Singapore’s Changi Airport could become a casualty of Etihad Airways’ new long-haul fleet expansion when the airline cuts its Changi stopover on one of its Australian routes next year.

Etihad’s newly announced routes will see Boeing 787-9 Dreamliners fly directly between Brisbane, Australia and the UAE capital of Abu Dhabi route from June 2015. It currently uses Airbus A330-200 aircraft on the Singapore stop en route between the two cities.

Etihad president and CEO James Hogan described the move as part of “our global network development … [that] supports a long-term vision to provide travelers with an extensive range of destinations.”

More pertinently, Etihad is supporting its own cost reduction with the removal of Changi’s airport charges, plus it will be getting more airtime out of the aircraft on the same route, as well as making the most of the 787’s fuel efficiency. This could be the first of a list of operators that cut out intermediary airports on long-haul flights using the range of 787 and Airbus A350s to provide economic one-stop transport on intercontinental legs.

The issue Etihad will face is customer take-up. The new longer run will mean passengers have to sit continuously in the same seat for the 13 hours or so the journey takes.
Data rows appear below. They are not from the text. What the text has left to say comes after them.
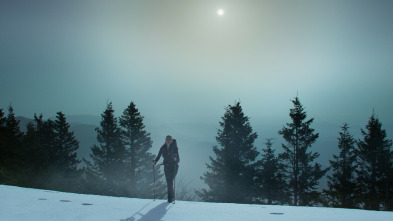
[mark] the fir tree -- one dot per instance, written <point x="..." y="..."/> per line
<point x="46" y="132"/>
<point x="138" y="144"/>
<point x="270" y="180"/>
<point x="342" y="183"/>
<point x="35" y="160"/>
<point x="375" y="157"/>
<point x="11" y="141"/>
<point x="230" y="174"/>
<point x="106" y="174"/>
<point x="2" y="148"/>
<point x="67" y="160"/>
<point x="303" y="175"/>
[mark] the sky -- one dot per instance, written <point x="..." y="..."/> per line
<point x="18" y="203"/>
<point x="180" y="61"/>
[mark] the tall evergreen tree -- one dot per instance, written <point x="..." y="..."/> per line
<point x="303" y="174"/>
<point x="375" y="155"/>
<point x="67" y="145"/>
<point x="107" y="171"/>
<point x="2" y="148"/>
<point x="138" y="144"/>
<point x="230" y="174"/>
<point x="342" y="183"/>
<point x="35" y="161"/>
<point x="270" y="180"/>
<point x="46" y="132"/>
<point x="11" y="143"/>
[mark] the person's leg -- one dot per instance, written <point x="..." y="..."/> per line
<point x="169" y="182"/>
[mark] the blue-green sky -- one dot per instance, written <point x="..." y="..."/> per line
<point x="180" y="61"/>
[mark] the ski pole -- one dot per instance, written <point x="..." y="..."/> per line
<point x="154" y="171"/>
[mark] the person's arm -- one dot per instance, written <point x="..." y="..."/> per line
<point x="158" y="156"/>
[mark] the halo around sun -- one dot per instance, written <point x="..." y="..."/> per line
<point x="220" y="12"/>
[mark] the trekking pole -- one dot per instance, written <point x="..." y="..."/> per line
<point x="154" y="171"/>
<point x="174" y="190"/>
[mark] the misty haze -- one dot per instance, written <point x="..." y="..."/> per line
<point x="270" y="102"/>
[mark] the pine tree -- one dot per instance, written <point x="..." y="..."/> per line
<point x="270" y="181"/>
<point x="35" y="160"/>
<point x="230" y="174"/>
<point x="67" y="145"/>
<point x="138" y="144"/>
<point x="342" y="183"/>
<point x="303" y="176"/>
<point x="46" y="132"/>
<point x="106" y="174"/>
<point x="3" y="165"/>
<point x="374" y="177"/>
<point x="11" y="142"/>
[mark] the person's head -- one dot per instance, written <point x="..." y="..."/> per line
<point x="168" y="139"/>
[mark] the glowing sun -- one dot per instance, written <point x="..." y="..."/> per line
<point x="220" y="12"/>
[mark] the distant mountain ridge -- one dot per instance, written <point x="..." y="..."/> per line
<point x="195" y="140"/>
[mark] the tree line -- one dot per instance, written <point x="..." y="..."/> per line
<point x="120" y="165"/>
<point x="46" y="156"/>
<point x="362" y="173"/>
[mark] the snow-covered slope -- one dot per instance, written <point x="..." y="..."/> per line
<point x="33" y="204"/>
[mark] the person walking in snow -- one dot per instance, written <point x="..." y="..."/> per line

Previous attempts at ultra-long haul have seen mixed results—Singapore Airlines’ red-eye flights from Changi to New York and Los Angeles took up to 18 hours, but were pulled after a few years due to critical load factors leading to rising fuel costs as well as passenger fatigue.

The Brisbane-Abu Dhabi route was flagged by Hogan as part of Etihad’s push into the far corners of Asia, and was backed up with the introduction of flights to Phuket, Thailand and Perth, Australia before the end of 2014. It is assumed these would both be nonstop. Hogan also announced a broad strategic partnership agreement with Philippine Airlines (PAL), covering codeshare flights, loyalty programs, airport lounge access, joint sales and marketing, domestic air passes, and the coordination of ground operations at the airlines’ Abu Dhabi and Manila airport bases. 

Hogan described the moves as part of the airline’s “expansion [that] will create new opportunities to enhance our codeshare agreements and align operations with key airline partners” and underlines the carriers policy of non-alliance operation combined with individual agreements—or partial takeovers.

The PAL-Etihad agreement also includes cargo, with belly-hold cargo capacity sharing between Abu Dhabi and Manila, as well as connecting into Africa, Australia, the Middle East and Southeast Asia, with both airlines concentrating on high-value cargo, such as pharmaceuticals.